# 2009 Archery Buck



## Dekashika (Oct 23, 2007)

Had a great time bowhunting with family this year. We were hunting public land in the southern unit. Thanks to some great scouting by my little bro, and bro in law, we saw alot of bucks this year. And some ridiculously HUGE elk. I wasnt able to get any shot opportunities on the bigger bucks, but did manage to harvest this little 4 X 3. 

I am a sucker for a plan that comes together perfectly, and I could not resist letting an arrow fly when I had the chance. This guy was grouped with 4 other bucks, two of which were better than him, but I had the best shot op on this guy. It was a difficult sneak on 5 bucks, but after an hour or so I had managed to get within 55 yards, which was close enough. The shot took out both lungs, the heart, and broke his shoulder on the way out. The deer was on the ground and still within 10 seconds, and only went about 15 yards. I have tried most of the mechanicals out there, and have been most pleased with the Grim Reapers. Have never had any problems with them, and have been amazed at their performance.
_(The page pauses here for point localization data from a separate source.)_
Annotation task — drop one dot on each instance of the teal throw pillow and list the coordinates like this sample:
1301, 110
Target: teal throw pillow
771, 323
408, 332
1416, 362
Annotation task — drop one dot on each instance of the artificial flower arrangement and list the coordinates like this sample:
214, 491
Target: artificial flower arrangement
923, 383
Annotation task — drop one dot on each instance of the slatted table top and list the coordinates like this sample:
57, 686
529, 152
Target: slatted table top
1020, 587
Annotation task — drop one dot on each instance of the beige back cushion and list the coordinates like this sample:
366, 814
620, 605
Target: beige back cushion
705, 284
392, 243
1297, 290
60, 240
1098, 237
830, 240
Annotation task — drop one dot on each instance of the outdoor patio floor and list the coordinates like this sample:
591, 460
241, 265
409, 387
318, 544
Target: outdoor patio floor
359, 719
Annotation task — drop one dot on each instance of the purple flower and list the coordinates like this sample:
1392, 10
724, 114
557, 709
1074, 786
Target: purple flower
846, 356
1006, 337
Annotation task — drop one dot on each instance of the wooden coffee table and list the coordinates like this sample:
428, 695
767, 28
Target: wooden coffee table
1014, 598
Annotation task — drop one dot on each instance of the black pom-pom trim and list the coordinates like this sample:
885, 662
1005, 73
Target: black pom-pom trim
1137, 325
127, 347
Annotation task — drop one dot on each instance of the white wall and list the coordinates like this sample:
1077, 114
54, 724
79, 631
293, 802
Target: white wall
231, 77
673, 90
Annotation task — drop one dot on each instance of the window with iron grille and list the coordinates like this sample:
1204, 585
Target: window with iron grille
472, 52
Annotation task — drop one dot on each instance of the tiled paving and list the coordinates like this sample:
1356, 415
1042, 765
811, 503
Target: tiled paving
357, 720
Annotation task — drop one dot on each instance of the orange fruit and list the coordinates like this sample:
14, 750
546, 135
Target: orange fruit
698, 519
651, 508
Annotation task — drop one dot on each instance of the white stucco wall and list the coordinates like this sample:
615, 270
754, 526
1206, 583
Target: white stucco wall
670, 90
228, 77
Beautiful country, great company, and another enjoyable hunt.


----------



## longbow (Mar 31, 2009)

Good shooting. You sneaked in to 55 yards and you made the shot work. You've got to feel good about that! Congrats, Chuck.


----------



## Mtn. Runner (Oct 7, 2009)

Congrats on a nice buck


----------



## middlefork (Nov 2, 2008)

Way to go. Nice buck.


----------



## wyogoob (Sep 7, 2007)

Nice deer, nice shot.


----------



## dkhntrdstn (Sep 7, 2007)

Nice buck there.Great shot.


----------



## NHS (Sep 7, 2007)

Awesome! Congrats!


----------



## Mountain Time (Sep 24, 2007)

Congratulations. Any buck with a bow is a trophy. Like you said it's a thrill in it's own right when a plan comes together. I will also second the grim reapers, that's what I shot my MT Goat with this year and he only went 30 yards...


----------



## stillhunterman (Feb 15, 2009)

Well done! Great deer


----------



## Old Fudd (Nov 24, 2007)

Super Buck!! Great Camo! Looks like you were on top. West of Richfield. Either that or I ran into your twin, Oh well, still a super buck, !


----------



## franklin13 (Oct 12, 2009)

Awesome deer! congrats!


----------